A soft-enter (shift+enter) certainly works for splitting a regular calculation rule onto multiple lines. Have you made paragraph markings visible in MSWord so you can confirm the shift+enter did indeed register as a soft enter?
See section 7.2.5. Soft Enters in Calculation Rules for what it looks like with regular calculation rules: http://www.oracle.com/technetwork/apps-tech/policy-automation/learnmore/policymodelingbestpracticeguide-1371173.pdf
You can also you the ForScope or the English equivalent of any For operation "In the case of"
In the non-function form:
In the case of relation01
In the case of relation02
in the case of relation03
In this each function is at a new rule level. The advantage of this approach is you can have multiple rules and each level as you normally would. In the normal functional For operation you must resolve everything in a single attribute.

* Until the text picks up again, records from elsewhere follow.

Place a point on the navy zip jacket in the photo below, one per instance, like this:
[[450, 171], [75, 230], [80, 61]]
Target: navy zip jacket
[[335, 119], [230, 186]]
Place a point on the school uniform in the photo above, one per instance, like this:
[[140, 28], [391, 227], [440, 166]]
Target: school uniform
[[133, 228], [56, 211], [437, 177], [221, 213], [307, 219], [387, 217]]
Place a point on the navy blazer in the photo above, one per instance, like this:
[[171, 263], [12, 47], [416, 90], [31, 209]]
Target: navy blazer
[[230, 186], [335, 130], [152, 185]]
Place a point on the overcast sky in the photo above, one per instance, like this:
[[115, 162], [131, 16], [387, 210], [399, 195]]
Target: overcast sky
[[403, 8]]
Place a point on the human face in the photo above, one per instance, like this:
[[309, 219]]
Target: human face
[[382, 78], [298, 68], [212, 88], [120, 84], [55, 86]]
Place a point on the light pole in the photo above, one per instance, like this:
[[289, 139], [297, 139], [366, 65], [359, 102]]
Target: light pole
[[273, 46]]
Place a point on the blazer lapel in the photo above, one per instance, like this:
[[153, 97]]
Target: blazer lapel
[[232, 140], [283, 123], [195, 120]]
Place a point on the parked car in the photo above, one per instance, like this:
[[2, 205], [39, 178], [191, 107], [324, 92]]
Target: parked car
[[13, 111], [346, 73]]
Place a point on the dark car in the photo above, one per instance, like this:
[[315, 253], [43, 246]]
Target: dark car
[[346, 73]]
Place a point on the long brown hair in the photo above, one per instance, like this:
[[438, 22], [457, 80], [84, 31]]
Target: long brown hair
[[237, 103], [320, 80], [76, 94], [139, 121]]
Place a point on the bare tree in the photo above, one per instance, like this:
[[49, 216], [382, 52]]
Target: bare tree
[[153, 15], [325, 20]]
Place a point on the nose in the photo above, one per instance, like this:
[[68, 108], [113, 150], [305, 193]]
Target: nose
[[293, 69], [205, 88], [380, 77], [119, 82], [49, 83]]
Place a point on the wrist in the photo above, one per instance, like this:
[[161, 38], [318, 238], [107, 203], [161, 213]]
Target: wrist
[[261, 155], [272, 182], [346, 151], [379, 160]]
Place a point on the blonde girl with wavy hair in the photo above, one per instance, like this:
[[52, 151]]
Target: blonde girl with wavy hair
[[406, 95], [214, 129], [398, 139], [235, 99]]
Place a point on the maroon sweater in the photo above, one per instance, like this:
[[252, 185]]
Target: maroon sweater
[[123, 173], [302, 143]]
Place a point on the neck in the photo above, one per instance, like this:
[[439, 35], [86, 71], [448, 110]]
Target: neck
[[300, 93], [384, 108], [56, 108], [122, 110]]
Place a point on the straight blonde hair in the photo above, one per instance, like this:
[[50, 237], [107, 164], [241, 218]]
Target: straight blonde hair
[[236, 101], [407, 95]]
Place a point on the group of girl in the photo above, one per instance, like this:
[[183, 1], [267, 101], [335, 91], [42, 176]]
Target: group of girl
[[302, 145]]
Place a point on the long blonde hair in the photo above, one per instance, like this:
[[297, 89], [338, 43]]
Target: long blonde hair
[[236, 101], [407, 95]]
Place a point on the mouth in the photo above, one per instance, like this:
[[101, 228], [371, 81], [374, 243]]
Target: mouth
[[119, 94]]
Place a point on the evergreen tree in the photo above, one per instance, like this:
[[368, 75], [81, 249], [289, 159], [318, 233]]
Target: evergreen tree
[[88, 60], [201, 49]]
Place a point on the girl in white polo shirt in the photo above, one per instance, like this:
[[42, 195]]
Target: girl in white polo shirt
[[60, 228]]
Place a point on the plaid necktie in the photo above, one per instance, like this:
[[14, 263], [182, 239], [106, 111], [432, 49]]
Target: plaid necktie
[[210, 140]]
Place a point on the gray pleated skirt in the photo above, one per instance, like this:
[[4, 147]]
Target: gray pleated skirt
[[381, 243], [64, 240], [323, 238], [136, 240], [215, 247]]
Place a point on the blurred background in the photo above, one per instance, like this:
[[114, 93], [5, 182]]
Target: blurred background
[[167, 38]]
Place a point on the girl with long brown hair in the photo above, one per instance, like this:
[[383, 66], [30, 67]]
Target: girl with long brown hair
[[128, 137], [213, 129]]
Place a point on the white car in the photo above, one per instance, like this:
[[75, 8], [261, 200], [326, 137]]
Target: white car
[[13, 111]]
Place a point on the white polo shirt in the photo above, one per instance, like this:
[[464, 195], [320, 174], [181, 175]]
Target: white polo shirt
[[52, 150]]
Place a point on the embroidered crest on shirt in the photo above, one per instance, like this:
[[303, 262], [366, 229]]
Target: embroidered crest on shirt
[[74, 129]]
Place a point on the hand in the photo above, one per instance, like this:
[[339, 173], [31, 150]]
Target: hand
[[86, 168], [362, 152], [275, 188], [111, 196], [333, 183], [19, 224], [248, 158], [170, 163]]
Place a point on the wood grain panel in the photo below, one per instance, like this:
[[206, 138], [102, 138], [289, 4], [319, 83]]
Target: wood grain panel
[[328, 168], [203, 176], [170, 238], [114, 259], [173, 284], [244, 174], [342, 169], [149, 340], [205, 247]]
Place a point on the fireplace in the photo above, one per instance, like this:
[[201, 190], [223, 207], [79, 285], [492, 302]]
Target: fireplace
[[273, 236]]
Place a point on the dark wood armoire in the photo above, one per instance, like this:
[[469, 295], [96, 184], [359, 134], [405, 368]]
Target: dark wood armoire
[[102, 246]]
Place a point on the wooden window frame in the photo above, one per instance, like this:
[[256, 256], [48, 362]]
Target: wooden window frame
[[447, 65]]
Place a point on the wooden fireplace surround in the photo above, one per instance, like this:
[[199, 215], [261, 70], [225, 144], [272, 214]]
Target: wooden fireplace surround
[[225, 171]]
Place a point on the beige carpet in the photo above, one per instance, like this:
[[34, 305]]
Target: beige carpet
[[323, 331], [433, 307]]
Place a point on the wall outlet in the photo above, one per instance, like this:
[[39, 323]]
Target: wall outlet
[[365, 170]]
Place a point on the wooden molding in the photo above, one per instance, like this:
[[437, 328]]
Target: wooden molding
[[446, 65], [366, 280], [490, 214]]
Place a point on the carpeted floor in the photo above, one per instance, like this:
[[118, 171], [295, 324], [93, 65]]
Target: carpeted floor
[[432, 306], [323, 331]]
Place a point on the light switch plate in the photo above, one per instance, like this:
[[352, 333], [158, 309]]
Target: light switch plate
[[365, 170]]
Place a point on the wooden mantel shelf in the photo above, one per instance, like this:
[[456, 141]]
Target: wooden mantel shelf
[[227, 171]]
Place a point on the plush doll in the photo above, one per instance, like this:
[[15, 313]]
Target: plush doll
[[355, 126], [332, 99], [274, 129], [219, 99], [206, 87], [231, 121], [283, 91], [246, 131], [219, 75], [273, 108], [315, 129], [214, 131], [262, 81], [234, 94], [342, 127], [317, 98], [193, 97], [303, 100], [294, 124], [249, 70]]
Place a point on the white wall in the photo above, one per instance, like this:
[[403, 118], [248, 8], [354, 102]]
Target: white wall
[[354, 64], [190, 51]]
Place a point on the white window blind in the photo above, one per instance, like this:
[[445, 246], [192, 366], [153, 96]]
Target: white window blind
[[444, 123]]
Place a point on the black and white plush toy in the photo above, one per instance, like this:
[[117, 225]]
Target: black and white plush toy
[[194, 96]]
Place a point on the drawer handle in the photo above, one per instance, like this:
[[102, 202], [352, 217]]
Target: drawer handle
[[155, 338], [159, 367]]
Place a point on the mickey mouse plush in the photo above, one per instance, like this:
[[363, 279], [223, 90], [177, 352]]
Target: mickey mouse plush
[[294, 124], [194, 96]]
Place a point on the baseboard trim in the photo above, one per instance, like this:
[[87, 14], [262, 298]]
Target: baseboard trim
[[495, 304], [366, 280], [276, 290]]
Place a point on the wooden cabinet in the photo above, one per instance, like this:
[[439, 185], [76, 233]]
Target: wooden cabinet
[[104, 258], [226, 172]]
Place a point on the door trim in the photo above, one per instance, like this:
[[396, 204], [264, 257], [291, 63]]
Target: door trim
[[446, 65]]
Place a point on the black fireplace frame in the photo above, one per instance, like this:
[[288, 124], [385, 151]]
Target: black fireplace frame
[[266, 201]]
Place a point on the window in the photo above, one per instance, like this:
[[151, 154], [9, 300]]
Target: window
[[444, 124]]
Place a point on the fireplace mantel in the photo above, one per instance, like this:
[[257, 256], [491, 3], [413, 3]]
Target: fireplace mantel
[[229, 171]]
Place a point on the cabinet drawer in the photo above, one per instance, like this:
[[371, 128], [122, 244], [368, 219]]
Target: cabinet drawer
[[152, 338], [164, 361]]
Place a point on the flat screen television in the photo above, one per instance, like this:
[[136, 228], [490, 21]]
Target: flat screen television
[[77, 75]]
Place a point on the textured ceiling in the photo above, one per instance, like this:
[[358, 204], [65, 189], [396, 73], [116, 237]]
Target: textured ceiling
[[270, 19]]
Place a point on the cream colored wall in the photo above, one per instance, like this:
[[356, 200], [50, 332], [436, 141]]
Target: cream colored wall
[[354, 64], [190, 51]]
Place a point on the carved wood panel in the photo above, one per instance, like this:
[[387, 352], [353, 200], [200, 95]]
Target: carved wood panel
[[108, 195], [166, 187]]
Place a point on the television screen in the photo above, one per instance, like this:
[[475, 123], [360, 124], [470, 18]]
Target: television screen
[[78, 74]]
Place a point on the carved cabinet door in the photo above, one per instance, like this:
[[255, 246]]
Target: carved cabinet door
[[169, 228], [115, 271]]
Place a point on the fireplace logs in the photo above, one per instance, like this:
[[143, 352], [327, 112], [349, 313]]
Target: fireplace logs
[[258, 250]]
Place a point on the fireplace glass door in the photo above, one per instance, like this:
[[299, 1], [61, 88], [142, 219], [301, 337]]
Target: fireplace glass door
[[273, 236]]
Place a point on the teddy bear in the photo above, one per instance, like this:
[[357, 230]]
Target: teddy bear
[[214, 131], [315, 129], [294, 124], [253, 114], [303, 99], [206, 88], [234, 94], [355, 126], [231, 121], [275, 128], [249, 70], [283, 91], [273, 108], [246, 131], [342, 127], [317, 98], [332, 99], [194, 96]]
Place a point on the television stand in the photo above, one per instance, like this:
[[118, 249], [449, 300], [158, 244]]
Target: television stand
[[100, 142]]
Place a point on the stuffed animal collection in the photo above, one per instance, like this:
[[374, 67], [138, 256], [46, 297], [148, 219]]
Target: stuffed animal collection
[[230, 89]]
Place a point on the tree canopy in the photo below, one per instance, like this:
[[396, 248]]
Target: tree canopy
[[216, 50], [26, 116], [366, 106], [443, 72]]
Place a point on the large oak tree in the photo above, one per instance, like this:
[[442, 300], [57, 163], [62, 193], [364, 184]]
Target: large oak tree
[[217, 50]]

You should always try to avoid over-nesting things by trying to create intermediate attributes. The simplest reason for doing this is that it makes debugging that much easier - you can see what the value is rather than trying to work out what it is being combined together as.
Sometimes that is not possible when performing certain complex cross entity reasoning - but given that you were using the For operator that is unlikely to be the case here.
Also given you were using the For operator I'll raise the question of whether or not any of the relationships you are traversing are containment relationships? Because if they are all containment relationships then you don't need to use the for operator at all. If any are containment relationships then you can exclude those layers which are traversing the (reverse) containment relationship.